What Energy Maximizes Neutron Trapping in a Finite Square Well?

[atlantic]

Free particle --> bound particle

Homework Statement

A free neutron meets a finite square well of depth V_{0}, and width 2a centered around origo.

However, the probability that the neutron emits a photon when it meets the potential well, and thus decreasing its energy is proportional to the integral \int^{t_{1}}_{t_{0}}\int^{a}_{-a} |\Psi(x,t)|^{2} dx dt. Where t_{1}-t_{0} is the time it takes the neutron to cross the well.

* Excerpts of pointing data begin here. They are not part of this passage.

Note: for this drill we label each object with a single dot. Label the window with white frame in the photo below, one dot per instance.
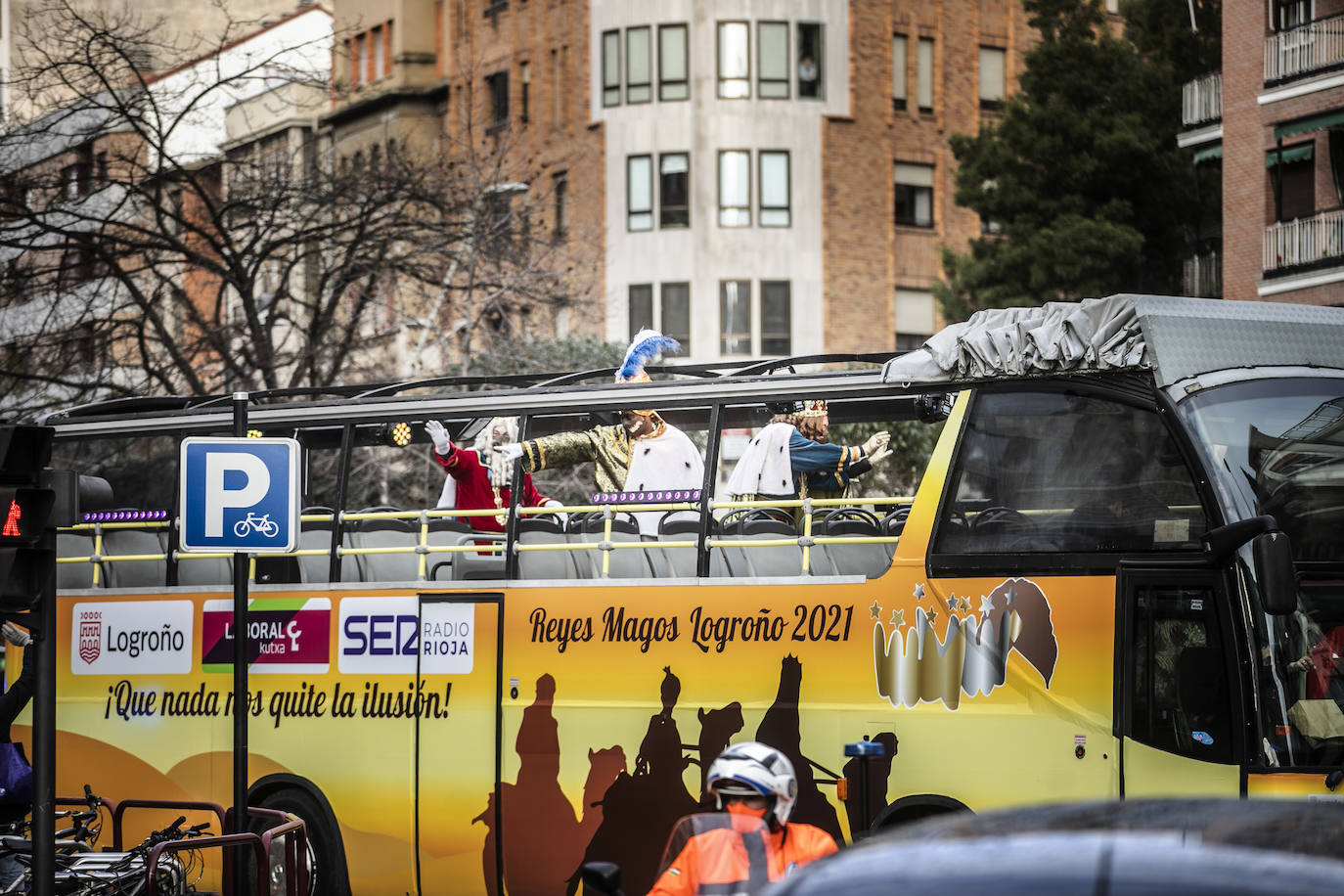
(775, 188)
(639, 193)
(610, 68)
(639, 66)
(734, 188)
(992, 71)
(811, 53)
(736, 317)
(915, 195)
(773, 60)
(674, 82)
(734, 61)
(640, 308)
(898, 70)
(916, 319)
(776, 334)
(667, 310)
(675, 190)
(923, 87)
(675, 313)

The question then is: "What energy is the most advantageous for the neutron to have, in order to be trapped by the potential well?"

The Attempt at a Solution

The initial energy is E_{0}, the energy of the photon is E_{p}

I'm guessing I have to find a value for E_{0}, so as to make the integral a large as possible.

 

[turin]

Is there some form of ψ here that you are neglecting to tell us (like it is the wavefunction of the neutron)? If ψ is independent of E (or E₀), then I don't see how it would make a difference (unless it's as silly as to realize to treat the neutron classically, so that t₁-t₀ depends inversely on the square root of E, which it may be, since it talks about "the time it takes the neutron to cross the well").